Due to weaker-than-expected sales of rebar and steel billets from its Vietnamese plant this year, Tung Ho Steel Enterprise Corp (東和鋼鐵) should continue to face short-term headwinds through next quarter amid intensifying price competition from Russian and Southeast Asian rivals, analysts said.
The firm’s Vietnamese unit, Tung Ho Steel Vietnam Corp (THSVC), is unlikely to see substantial improvement in profits until the effects of an operational hiccup at the plant wane and market sentiment turns more bullish there, SinoPac Securities Investment Service Co (永豐投顧) said in a report on Dec. 21.
“Tung Ho’s new rebar production lines at its Taoyuan plant performed very well this year, but its plant in Vietnam is unlikely to see sales increase markedly in the near term,” SinoPac Securities analyst Yili Chen (陳宜里) said.
Tung Ho is an integrated electric furnace steel manufacturer with a product mix of rebar, H-beams, billets, steel structures and plates. Established in 1962 in Taipei, the company also has plants in Kaohsiung and Miaoli County.
Earlier this year, several of its production lines in Vietnam were halted for more than two months due to a malfunctioning electric arc furnace adaptor. Coupled with falling billet prices in Vietnam in the third quarter and the weakening Vietnamese dong, THSVC reported a pretax loss of NT$187 million (US$6.08 million) in the first three quarters, compared with a net profit of NT$130 million in the same period last year.

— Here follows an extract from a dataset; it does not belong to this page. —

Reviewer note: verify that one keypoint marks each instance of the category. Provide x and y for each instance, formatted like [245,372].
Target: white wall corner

Jih Sun Securities Investment Consulting Co (日盛投顧) said Tung Ho’s business should bottom out in the first quarter of next year and see a gradual recovery in the second quarter.
“The Vietnam unit might see improved operations during the second quarter next year after a new furnace adaptor is installed and production is ramped up,” Jih Sun analyst Mandy Lin (林秋香) said in a separate report on Dec. 21.
At an investors’ conference on Dec. 19, Tung Ho chairman Henry Ho (侯傑騰) said that the company plans to install a new adaptor at the Vietnam plant in June, which would raise production efficiency and boost its annual billet capacity to 1 million tonnes, the Central News Agency reported.
The plant — which has an annual capacity of 400,000 tonnes of billets and 600,000 tonnes of section steel, rebar and wire rods — contributed 11 percent of Tung Ho’s total sales in the first three quarters, while its Taoyuan plant contributed 34 percent, its Miaoli plant 23 percent and its Kaohsiung plant 13 percent of sales, a presentation document posted on the company’s Web site showed.
Tung Ho’s net profit in the first three quarters declined 33 percent year-on-year to NT$789.51 million, with earnings per share of NT$0.79, while gross margin declined from 11.94 percent to 8.42 percent, company data showed.
SinoPac forecast that the company's sales this quarter would increase 1.3 percent year-on-year to NT$9.3 billion and cut its net profit estimate for the quarter from NT$590 million to NT$204 million, with earnings per share of NT$0.2.
Jih Sun was more pessimistic, predicting that Tung Ho's sales would drop 1.51 percent to NT$9.08 billion this quarter and net profit would decrease by 73 percent to NT$148 million, making for earnings per share of NT$0.15.